Catch up with the latest episode of the online serial by authors Michael Braccia and Jon Markes.

We're back in Leeford Village

Previously in Leeford Village:

David Ward tries to calm a worried Linda, who not only tells him that Allen has gone missing, but also that David is partly responsible. Ethel finally turns down Edward’s proposal, but asks him to stay with her in Leeford. Ted, Peter and a pregnant Jessica are in Frank’s car – without any mobile phones - on the way to the hospital in Birmingham. As Sally relays the latest news to the regulars at the Cross, she is told about the roadworks on the Birmingham Road and decides to dial 999.


It is often the way in life that we, as vulnerable human beings, tend to succumb to perturbation. A feeling of anxiety hits us; we panic when we really have no need or it is, at the very least, not helpful. The act of panicking, even descending into hysteria, does nothing to improve one’s current situation. A sense of inner calm, clear thinking, making a logical appraisal of where we are, what we are doing, even who we are, can get us through most things. Some people, however, either do not possess this adroitness – the ability to calmly pick one’s way through the mire of the obstacles that life throws in our direction, or else they simply struggle in specific circumstances.

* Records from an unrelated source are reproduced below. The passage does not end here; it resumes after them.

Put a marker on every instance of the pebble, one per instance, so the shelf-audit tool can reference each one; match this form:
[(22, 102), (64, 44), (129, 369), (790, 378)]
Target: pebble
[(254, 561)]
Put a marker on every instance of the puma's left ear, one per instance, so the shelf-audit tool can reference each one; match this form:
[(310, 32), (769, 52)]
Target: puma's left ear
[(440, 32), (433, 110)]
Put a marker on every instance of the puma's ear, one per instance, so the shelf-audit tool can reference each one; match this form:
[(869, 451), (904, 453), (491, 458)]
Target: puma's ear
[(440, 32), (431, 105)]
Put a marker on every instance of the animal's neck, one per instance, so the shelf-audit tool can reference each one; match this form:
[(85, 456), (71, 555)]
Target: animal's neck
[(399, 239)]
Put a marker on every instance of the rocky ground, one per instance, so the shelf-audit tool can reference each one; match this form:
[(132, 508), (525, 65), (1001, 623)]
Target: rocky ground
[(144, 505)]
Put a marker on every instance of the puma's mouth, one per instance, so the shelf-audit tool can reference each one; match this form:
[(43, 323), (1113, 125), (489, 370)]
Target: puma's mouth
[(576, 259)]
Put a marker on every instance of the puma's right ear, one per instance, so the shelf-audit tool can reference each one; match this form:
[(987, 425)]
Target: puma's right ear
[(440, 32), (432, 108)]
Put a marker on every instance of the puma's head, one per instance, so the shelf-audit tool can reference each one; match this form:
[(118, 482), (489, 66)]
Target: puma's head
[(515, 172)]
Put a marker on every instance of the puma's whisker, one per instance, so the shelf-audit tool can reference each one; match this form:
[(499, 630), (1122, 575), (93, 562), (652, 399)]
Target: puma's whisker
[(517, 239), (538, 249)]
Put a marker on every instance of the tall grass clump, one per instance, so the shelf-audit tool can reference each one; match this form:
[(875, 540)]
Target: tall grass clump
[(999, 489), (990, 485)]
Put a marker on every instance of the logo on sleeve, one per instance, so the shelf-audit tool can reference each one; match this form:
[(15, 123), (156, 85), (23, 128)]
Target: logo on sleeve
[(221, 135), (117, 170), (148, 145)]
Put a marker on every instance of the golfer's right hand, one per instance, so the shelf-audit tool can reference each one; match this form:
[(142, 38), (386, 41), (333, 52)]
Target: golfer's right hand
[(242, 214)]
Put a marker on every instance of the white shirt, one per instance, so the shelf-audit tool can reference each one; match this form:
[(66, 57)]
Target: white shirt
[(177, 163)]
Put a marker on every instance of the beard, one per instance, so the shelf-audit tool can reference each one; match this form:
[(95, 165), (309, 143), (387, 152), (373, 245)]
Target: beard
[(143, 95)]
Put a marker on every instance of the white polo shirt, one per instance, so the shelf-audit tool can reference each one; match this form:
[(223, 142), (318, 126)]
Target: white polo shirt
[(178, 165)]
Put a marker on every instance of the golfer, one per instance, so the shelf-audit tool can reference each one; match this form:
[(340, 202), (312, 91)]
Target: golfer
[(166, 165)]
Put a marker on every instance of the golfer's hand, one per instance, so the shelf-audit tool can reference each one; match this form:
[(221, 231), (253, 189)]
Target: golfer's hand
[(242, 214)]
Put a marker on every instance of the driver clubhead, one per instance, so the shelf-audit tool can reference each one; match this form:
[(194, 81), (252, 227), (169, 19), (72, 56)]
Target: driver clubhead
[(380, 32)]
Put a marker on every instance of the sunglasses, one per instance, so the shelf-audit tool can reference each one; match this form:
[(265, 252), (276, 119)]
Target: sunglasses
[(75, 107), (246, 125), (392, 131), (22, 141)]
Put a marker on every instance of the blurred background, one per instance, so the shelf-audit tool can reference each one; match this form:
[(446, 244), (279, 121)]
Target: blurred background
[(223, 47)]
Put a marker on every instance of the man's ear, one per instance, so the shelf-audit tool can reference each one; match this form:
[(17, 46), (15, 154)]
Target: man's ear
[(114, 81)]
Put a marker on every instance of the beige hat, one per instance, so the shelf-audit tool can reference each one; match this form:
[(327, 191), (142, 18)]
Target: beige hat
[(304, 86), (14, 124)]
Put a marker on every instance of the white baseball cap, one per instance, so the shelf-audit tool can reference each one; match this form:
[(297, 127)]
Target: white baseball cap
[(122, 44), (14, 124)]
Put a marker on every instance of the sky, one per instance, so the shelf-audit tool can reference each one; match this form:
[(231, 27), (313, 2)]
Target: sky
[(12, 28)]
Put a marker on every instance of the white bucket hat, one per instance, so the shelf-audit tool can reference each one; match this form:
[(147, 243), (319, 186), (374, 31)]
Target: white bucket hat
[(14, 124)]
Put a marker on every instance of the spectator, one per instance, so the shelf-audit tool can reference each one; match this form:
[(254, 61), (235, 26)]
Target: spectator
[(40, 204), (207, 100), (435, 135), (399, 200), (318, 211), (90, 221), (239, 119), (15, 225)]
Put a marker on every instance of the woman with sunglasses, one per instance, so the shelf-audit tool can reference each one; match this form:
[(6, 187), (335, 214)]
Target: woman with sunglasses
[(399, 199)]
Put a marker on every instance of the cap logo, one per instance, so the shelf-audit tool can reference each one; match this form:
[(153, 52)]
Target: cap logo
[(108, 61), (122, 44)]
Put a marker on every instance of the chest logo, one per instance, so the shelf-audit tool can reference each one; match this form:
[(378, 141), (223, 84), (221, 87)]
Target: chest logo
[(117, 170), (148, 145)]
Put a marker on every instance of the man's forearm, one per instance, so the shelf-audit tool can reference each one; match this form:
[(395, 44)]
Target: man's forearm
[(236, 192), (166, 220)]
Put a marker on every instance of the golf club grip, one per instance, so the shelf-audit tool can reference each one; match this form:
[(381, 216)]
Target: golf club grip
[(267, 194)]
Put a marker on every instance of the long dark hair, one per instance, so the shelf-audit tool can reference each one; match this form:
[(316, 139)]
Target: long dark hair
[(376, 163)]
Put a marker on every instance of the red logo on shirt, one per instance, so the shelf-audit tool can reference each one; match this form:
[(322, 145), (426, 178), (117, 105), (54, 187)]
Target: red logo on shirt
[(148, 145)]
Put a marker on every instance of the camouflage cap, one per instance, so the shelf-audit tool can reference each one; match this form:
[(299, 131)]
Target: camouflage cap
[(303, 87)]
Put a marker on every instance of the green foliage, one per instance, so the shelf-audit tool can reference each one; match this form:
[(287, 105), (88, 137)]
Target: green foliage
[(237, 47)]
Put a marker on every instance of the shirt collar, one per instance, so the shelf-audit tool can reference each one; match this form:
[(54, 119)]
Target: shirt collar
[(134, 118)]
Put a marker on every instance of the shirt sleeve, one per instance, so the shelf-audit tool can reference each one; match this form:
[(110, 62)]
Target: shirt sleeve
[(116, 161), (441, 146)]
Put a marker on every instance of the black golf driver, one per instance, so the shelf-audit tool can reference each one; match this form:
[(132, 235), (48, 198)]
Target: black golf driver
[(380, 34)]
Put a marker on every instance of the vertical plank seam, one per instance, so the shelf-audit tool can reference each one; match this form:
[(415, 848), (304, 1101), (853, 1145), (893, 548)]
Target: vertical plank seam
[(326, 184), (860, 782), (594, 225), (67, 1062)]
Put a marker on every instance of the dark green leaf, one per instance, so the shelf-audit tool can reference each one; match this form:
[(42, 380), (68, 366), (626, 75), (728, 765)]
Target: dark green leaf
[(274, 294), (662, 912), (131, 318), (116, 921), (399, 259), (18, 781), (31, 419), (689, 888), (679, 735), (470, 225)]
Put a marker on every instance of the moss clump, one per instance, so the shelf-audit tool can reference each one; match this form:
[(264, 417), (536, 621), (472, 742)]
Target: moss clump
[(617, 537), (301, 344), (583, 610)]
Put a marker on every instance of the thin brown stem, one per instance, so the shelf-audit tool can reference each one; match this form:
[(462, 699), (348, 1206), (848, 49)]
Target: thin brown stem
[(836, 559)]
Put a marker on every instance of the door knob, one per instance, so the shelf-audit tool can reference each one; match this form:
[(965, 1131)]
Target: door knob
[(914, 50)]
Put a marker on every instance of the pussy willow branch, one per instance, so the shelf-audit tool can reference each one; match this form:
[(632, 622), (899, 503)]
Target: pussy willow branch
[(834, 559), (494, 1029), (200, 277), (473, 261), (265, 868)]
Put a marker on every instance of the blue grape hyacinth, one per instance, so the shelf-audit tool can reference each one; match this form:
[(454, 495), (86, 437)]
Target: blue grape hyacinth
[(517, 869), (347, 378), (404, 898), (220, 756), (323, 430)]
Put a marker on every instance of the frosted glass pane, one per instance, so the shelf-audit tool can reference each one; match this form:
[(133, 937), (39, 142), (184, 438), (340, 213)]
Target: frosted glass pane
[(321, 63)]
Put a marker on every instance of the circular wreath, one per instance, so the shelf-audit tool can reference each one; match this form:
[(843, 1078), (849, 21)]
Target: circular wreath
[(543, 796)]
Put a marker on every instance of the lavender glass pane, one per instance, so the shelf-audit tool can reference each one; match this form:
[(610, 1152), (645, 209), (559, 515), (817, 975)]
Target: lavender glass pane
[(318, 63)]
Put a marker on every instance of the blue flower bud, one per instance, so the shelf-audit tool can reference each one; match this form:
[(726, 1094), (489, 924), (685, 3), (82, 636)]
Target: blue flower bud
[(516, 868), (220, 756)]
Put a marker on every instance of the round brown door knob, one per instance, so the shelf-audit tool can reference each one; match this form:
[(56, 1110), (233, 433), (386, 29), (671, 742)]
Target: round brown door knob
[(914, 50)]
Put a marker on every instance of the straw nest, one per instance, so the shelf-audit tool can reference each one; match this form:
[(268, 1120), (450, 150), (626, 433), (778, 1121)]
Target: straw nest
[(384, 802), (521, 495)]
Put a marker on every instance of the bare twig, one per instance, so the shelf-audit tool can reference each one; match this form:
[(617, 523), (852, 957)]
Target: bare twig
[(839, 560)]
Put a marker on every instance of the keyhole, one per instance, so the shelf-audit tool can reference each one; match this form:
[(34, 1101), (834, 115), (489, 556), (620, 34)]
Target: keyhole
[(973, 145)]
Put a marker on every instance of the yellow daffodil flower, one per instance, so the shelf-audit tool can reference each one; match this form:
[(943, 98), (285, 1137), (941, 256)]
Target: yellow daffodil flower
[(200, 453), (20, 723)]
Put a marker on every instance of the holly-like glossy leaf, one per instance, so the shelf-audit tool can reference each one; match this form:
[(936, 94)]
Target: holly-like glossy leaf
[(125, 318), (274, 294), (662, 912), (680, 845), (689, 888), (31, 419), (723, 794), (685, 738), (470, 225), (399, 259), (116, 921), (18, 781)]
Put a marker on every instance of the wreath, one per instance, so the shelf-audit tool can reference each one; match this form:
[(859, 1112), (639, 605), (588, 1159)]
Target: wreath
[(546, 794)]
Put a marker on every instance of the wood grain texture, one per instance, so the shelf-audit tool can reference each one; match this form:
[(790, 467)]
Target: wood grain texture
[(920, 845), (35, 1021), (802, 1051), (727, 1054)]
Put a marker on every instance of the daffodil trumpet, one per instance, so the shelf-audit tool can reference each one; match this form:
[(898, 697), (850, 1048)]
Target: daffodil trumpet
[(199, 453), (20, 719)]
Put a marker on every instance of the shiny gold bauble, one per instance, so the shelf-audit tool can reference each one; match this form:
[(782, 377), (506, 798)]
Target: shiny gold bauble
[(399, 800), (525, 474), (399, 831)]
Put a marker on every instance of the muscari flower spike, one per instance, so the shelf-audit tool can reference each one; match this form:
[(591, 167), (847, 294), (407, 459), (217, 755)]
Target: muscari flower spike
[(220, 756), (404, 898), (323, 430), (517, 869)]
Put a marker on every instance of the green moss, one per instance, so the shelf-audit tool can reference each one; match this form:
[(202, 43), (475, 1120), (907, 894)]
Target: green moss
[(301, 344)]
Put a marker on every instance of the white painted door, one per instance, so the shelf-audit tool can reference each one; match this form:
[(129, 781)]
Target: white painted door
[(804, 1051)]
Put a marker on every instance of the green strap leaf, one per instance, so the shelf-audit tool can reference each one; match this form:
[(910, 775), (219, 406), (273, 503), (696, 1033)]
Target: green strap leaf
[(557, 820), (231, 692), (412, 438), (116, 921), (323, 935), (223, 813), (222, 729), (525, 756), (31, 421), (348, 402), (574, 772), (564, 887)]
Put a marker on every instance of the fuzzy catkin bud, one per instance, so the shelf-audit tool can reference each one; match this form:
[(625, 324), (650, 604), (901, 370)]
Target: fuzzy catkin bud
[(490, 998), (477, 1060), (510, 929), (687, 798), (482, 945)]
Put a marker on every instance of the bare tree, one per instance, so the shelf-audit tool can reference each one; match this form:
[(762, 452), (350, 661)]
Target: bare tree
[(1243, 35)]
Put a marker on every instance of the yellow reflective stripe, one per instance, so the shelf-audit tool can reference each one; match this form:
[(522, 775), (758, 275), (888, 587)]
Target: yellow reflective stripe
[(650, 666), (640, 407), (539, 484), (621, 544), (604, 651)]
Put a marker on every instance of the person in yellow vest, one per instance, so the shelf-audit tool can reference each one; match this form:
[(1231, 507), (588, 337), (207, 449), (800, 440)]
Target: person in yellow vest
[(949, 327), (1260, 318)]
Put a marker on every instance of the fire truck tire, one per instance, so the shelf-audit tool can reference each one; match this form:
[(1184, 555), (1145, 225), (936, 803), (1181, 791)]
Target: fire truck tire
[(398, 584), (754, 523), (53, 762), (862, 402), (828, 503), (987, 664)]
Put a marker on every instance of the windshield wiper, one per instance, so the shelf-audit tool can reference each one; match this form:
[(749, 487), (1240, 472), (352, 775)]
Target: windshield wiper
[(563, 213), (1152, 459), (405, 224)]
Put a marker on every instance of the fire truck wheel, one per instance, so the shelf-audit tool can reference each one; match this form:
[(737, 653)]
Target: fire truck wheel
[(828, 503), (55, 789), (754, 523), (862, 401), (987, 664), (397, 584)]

Frank Watson is one of those people who, whilst usually a calm, businesslike character, is prone to panic under certain circumstances. Now, to be fair to Frank, he has suffered in the past and has spent many an angst-ridden night unable to sleep; too many reminders of the past. Put simply, what makes him panic is impending childbirth. Jessica may not be a close friend, but Frank is, essentially, a decent human being, and he is worried. Very worried. Trouble is, Ted and Peter are not helping. Three men in a car with a lady going into labour, and not one of them considered taking her to the hospital geographically in the vicinity of Leeford Village. Namely, Banfield General. Panic has set in, taken its toll, and caused three intelligent men, none of whom thought to pick up a mobile phone during their exodus from the Cross pub, to experience trepidation and disquiet.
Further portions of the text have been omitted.